Mars Curiosity Rover Fact #6: The Expendable One
The MSL spacecraft that carried the Curiosity Rover was launched aboard Atlas V-541 which had sufficient velocity to escape the gravity of Earth and set course to Mars.
This rocket was an expendable one, meaning, it was and could be used only once.
This launch vehicle was chosen keeping in mind the heavy mass (the total launch mass was roughly 1,170,000 lbs) that was required to be carried into space.
The number 541 in the name of the rocket has a special significance. The “5” signifies the 5 meter diameter of the nose cone; “4” represents the 4 boosters that were tethered to the central core booster and “1” signifies the one-engine upper stage of the rocket (Centaur).

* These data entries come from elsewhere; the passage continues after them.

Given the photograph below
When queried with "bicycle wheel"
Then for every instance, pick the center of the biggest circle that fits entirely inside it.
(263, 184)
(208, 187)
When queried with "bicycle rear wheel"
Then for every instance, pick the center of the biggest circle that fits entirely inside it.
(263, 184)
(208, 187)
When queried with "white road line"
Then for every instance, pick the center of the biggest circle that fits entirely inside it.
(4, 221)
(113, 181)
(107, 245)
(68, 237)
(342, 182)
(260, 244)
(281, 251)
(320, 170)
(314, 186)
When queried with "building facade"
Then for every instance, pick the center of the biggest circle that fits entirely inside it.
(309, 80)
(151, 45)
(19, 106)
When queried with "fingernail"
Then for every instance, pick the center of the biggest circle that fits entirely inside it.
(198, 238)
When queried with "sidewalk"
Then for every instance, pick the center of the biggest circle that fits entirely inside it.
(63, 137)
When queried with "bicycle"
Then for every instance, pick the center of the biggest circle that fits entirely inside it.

Mars Curiosity Rover Fact #5: An Ensemble of Instruments
The Curiosity Rover is loaded with state-of-the-art instruments that will help it to acquire information about the bio-signatures on Mars, its geology, environment, and atmosphere.
Some of the instruments are X-ray spectrometers, imagers, radiation detectors, atmospheric sensors, etc., among others. The Curiosity rover itself weighs 1,982 lbs.
Mars Curiosity Rover Fact #4: The Seven Phases
Each of the seven phases of the Mars Curiosity mission were distinctly important and are as follows:
- Pre-launch: Preparation activities for the mission that included assembly and inspection, identification of the landing site and delivery to the launch station
- Launch phase: The lift-off from Earth
- Cruise phase: Voyage through space
- Approach phase: The time frame when it neared the planet Mars
- Entry, Descent and Landing phase: Journey through the Martian atmosphere and landing on the surface of the planet
- First Drive phase: Conduction of tests to ensure that Curiosity rover is safe enough to start its exploration work
- Surface Operations phase: The day-to-day work of the Curiosity rover
Mars Curiosity Rover Fact #3: Camera and lasers
The Curiosity rover has 17 cameras installed, capable of taking pictures as small as 17 microns (less than the width of a human hair).
The lasers are fixed on top of Curiosity rover’s head, called the Chemcam, which can vaporize anything that crosses their path from a distance of 23 feet.
This data helps the scientists evaluate the toxicity of Mars’ landscape. Each robotic arm of the rover is fitted with a two-inch drill to bore into Martian rocks and the nuclear power system is capable of generating electricity (from plutonium 238 dioxide) for a period of 14 years.
Mars Curiosity Rover Fact #2: Curiosity, You’re Not Alone
Curiosity is not the only Rover roaming around Mars’ surface. There are two others, Spirit and Opportunity. While Spirit is not in operation any longer, Opportunity has been functional since the year 2004 and continues to add-on miles (or inches) every day.
Mars Curiosity Rover Fact #1: The Wheels on the Bus
With every turn the Curiosity Rover takes on the surface in Mars, the rover’s wheels have treads on them to imprint the letters JPL (Jet Propulsion Laboratory) on the surface.
This is to enable the scientists back on Earth to look at the wheel pictures and determine the distances driven by the rover.
The rover also has an independent suspension and a drive motor system that would help it to roll over boulders of 30 inches.